Metadata-Version: 2.3
Name: hypersync-lancedb-pipe
Version: 0.1.0
Summary: A serverless embedded streaming OLAP data pipeline
Author-email: Evan K <ekcopersonal@gmail.com>
Requires-Python: >=3.8
Requires-Dist: boto3>=1.34.94
Requires-Dist: duckdb>=0.10.2
Requires-Dist: hvplot>=0.9.2
Requires-Dist: hypersync==0.6.1
Requires-Dist: ipykernel>=6.29.4
Requires-Dist: lancedb>=0.6.11
Requires-Dist: polars>=0.20.23
Requires-Dist: pyarrow==15.0.0
Description-Content-Type: text/markdown

# hypersync-lancedb-pipe

A serverless embedded streaming OLAP data pipeline that leverages historical blockchain data from [Hypersync](https://github.com/enviodev/hypersync-client-python) and mutable columnar storage format [lance](https://lancedb.github.io/lance/).

Since Lance is designed to be mutable, it is possible to create an embedded streaming pipeline using the same data source. The main advantage of this streaming approach is that it doesn't require any parquet glob file management. This reduces the complexity of streaming to the same as batch processing. The other main benefit is that LanceDB has tight integration with both
[polars](https://lancedb.github.io/lancedb/python/polars_arrow/#from-polars-dataframe) and [duckdb](https://lancedb.github.io/lancedb/python/duckdb/). LanceDB accepts polars dataframes as
data inputs, which allows for a more flexible ETL pipeline, allowing polars to be used as a preprocessing tool. 

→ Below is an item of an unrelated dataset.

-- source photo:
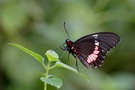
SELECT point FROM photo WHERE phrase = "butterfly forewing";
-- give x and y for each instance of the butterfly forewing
(92, 49)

Since LanceDB leverages the [Apache Arrow Standard](https://arrow.apache.org/overview/), there is a lot of flexibility to query from ths database - such as querying larger than memory
datasets with polars lazyframes and a dataframe API, or using an embedded OLAP engine like duckdb for faster speed and SQL API.

### Getting Started
1. This repository uses rye to manage dependencies and the virtual environment. To install, refer to this link for instructions [here](https://rye-up.com/guide/installation/). 
2. Once rye is installed, run `rye sync` to install dependencies and setup the virtual environment, which has a default name of `.venv`. 
3. Activate the virtual environment with the command `source .venv/bin/activate`.

### Running the Pipeline
There are some script examples in the `scripts` folder. These examples demonstrate the versatility of the lancedb writer.

* Run `historical_sync.py` file to backfill data from a historical block number. Assumes there is no existing table.
* Run `head_sync.py` to sync the database to the head of the chain. Assumes existing table exists.
* Run `backfill_sync.py` to perform a backfill sync from the earliest block number. Assumes existing table exists.